6. Nonlinear problems
Consider a nonlinear (partial) differential equation \(P[u]=0\), e.g. the Burgers equation (Johannes Martinus Burgers 1895–1981)
(6.1)\[
\begin{equation}
\frac{\partial u}{\partial t} + u \frac{\partial u}{\partial x} = 0 \ , \ 0\leq x < 2\pi
\end{equation}
\]
with periodic boundary conditions on a domain \(L=2\pi\). Due to the periodicity, a Fourier Galerkin scheme is an obvious choice for the spatial discretisation. The fundamental wave number \(\alpha=2\pi/L=1\); the trial functions are thus \(\phi_k=\Phi_k = e^{\mathrm{i} kx}\) and the test functions \(\phi_l=\Phi_l = e^{\mathrm{i} lx}\). The approximation for the solution is
\[
\begin{equation}
u_N(x,t) = \sum_{k=-K}^K \hat{u}_k(t) \phi_k(x) = \sum_{k=-K}^K \hat{u}_k(t) e^{\mathrm{i}kx} \ ,
\end{equation}
\]
with \(N=2K+1\) unknown coefficients.

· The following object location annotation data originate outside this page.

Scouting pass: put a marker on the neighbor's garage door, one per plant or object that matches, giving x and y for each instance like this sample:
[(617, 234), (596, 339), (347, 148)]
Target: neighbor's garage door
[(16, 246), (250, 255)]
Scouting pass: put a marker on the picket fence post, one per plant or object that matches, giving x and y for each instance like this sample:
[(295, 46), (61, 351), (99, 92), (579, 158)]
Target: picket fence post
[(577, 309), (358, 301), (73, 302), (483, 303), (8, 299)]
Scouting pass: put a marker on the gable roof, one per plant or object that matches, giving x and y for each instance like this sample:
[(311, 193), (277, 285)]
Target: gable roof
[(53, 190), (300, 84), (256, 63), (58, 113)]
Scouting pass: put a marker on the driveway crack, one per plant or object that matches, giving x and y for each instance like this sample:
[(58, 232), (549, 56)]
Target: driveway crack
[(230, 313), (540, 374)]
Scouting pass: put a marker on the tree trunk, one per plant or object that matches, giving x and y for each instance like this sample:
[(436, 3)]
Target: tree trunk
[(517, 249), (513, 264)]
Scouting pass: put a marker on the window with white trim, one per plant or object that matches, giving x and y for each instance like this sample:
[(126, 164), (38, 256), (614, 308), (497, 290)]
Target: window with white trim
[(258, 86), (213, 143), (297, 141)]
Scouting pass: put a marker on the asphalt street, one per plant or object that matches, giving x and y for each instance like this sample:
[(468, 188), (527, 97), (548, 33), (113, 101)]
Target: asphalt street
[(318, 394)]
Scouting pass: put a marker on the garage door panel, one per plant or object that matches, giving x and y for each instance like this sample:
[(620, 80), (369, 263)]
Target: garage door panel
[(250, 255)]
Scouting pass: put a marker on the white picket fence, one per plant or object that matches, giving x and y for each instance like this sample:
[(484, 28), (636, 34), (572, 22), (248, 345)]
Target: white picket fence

Inserting \(u_N\) into the Burger equation (6.1) gives
\[
\begin{equation}
\sum_{k=-K}^K \frac{\mathrm{d}\hat{u}_k}{\mathrm{d}t} \phi_k(x) + \sum_{k=-K}^K \hat{u}_k\phi_k(x) \sum_{m=-K}^K \hat{u}_m\frac{\mathrm{d}\phi_m(x)}{\mathrm{d}x} = 0 \ .
\end{equation}
\]
The next step is to multiply with the \(N\) test functions \(\phi_l\) together with the integration over the domain obtaining a system of equations with \(l=0,\ldots,N-1\)
\[
\begin{equation}
\int_0^{2\pi} \phi_l(x) \sum_{k=-K}^K \frac{\mathrm{d}\hat{u}_k}{\mathrm{d}t} \phi_k(x) \mathrm{d}x + \int_0^{2\pi} \phi_l(x)\sum_{k=-K}^K \hat{u}_k\phi_k(x) \sum_{m=-K}^K \hat{u}_m\frac{\mathrm{d}\phi_m(x)}{\mathrm{d}x}\mathrm{d}x = 0 \ ,
\end{equation}
\]
which can be rewritten as follows using the product and derivative properties of the \(\phi_i\)
\[
\begin{equation}
\sum_{k=-K}^K \frac{\mathrm{d}\hat{u}_k}{\mathrm{d}t} \int_0^{2\pi}\phi_k(x) \phi_l(x)\mathrm{d}x + \sum_{k=-K}^K\sum_{m=-K}^K \mathrm{i} m \hat{u}_k \hat{u}_m\int_0^{2\pi} \phi_l(x)\phi_{k+m}(x) \mathrm{d}x = 0 \ ,
\end{equation}
\]
Employing the orthogonality relations (3.1)
\[
\begin{equation}
\int_0^{2\pi} \phi_k(x) \phi_{-l}(x) \mathrm{d}x = 2\pi \delta_{kl}
\end{equation}
\]
gives first
\[
\begin{equation}
\sum_{k=-K}^K \frac{\mathrm{d}\hat{u}_k}{\mathrm{d}t} \delta_{-l,k} + \sum_{k=-K}^K\sum_{m=-K}^K \mathrm{i} m \hat{u}_k \hat{u}_m \delta_{-l,k+m} = 0 \ ,
\end{equation}
\]
which allows to get rid of one summation in each term yielding
\[\begin{split}
\begin{equation}
\frac{\mathrm{d}\hat{u}_{-l}}{\mathrm{d}t} + \sum_{\substack{k=-K\\ -l=k+m\\ |m|\leq K}}^K \mathrm{i} m \hat{u}_k \hat{u}_m = 0 \ ,
\end{equation}
\end{split}\]
and after replacing \(-l\) with \(l\) one obtains finally a system of nonlinear equations for the coefficients \(\hat{u}_l\)
(6.2)\[\begin{split}
\frac{\mathrm{d}\hat{u}_l}{\mathrm{d}t} + \sum_{\substack{k=-K\\ l=k+m\\ |m|\leq K}}^K \mathrm{i} m \hat{u}_k\hat{u}_m = 0 \ ,
\end{split}\]
where \(l\) goes from \(-K\) to \(K\).
The fairly complex summation in the second term resembling a convolution is a consequence of the nonlinearity. Since we need to evaluate a sum for all components \(l\) of the solution, the number of operations is \(\mathcal{O}(K^2)\) which makes this sum evaluation the computationally most expensive part.